Es gibt inzwischen regelmäßige Linienflüge wichtiger Luftfahrtgesellschaften, u. a. aus Europa und Staaten des Nahen Ostens, nach Bagdad (Royal Jordanian, Middle East Airlines, Turkish Airlines). Es gibt Inlandsflüge zwischen Sulaymaniya und Basra sowie Bagdad (Iraqi Airways), weiters gibt es Inlandsflüge zwischen Erbil und Bagdad, Basra sowie Najaf (Iraqi Airways, Fly Baghdad).

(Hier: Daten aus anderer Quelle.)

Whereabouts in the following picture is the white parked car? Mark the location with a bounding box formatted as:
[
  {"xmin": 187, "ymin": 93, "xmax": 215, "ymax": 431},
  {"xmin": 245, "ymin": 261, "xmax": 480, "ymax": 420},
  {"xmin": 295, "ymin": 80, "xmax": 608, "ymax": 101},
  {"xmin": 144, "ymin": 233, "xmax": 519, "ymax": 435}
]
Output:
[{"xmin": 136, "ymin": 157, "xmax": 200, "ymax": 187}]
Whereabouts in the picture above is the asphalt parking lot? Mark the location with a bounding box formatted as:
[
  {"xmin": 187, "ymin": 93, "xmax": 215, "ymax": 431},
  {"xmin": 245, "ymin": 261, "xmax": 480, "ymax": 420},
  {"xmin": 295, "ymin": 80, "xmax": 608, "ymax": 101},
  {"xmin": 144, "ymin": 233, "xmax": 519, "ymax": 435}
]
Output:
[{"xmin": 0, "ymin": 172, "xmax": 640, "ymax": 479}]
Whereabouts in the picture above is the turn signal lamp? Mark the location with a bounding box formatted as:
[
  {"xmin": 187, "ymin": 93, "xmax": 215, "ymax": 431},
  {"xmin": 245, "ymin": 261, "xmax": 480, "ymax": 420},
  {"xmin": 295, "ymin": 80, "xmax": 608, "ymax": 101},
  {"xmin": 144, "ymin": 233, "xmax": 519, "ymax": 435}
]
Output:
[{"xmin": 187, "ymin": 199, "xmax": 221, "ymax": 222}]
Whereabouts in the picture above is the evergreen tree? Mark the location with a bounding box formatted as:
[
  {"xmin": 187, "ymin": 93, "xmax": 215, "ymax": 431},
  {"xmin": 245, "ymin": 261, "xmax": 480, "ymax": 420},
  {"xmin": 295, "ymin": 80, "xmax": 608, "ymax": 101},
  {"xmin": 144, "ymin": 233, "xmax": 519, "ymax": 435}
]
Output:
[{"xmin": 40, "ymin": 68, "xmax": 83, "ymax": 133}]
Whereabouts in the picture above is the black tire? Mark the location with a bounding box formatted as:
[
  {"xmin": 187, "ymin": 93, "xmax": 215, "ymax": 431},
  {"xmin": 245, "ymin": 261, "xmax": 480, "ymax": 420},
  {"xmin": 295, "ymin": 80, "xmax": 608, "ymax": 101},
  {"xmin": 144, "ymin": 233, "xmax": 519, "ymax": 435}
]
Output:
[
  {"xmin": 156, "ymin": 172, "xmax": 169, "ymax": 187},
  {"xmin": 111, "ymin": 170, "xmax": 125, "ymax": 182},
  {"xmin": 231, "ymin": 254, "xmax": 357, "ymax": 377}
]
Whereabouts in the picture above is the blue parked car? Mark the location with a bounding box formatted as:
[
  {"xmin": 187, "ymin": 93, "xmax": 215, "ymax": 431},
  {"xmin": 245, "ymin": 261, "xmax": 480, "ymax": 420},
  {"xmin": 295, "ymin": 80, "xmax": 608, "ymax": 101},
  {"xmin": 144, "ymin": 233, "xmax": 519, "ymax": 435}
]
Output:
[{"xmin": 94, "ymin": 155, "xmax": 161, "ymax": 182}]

Mitunter kehren Iraker mit Hilfe der Internationalen Organisation für Migration (IOM) aus Deutschland über Amman freiwillig nach Irak zurück. Seit 01.01.2017 werden für Rückkehrer aus Österreich insgesamt drei Reintegrationsprojekte angeboten: RESTART II von der Internationalen Organisation für Migration (IOM), IRMA plus von der Caritas Österreich und ERIN vom Bundesministerium für Inneres (BM.I). Das Projekt ERIN betrifft Rückkehrer in den Irak. 2015 kehrten 754 Personen in den Irak zurück. Die meisten von IOM Österreich im Jahr 2016 unterstützten Personen kehrten in den Irak(1.396 Personen) zurück. Im ersten Halbjahr 2017 unterstützte IOM Österreich insgesamt 1.716 Menschen (1.286 Männer und 430 Frauen) bei der freiwilligen Rückkehr in ihre Herkunftsländer. Die mit Abstand größte Gruppe (356 Personen) kehrte in den Irak zurück, womit sich der Trend aus dem Vorjahr fortsetzt.

2. Beweiswürdigung:

Die Feststellungen zur Person des Beschwerdeführers, zu seiner Herkunft, zu seiner Volksgruppenzugehörigkeit, zu seiner Schulbildung und seiner beruflichen Tätigkeit im Irak, zu seiner illegalen Einreise sowie zu seiner Antragstellung zur Erlangung internationalen Schutzes ergeben sich aus dem Vorbringen des Beschwerdeführers im gesamten Verfahren, den Verwaltungsakten und dem vom Beschwerdeführer vorgelegten Lebenslauf. Es ist kein Grund ersichtlich, daran zu zweifeln. Die Feststellung, dass der Beschwerdeführer Moslem ist, ergibt sich aus seinen eigenen Angaben. Dass der Beschwerdeführer sunnitischer Moslem ist, konnte jedoch nicht festgestellt werden, da der Beschwerdeführer nicht in der Lage war, die konkrete Glaubensrichtung des sunnitischen Islam zu benennen, der er angehören würde.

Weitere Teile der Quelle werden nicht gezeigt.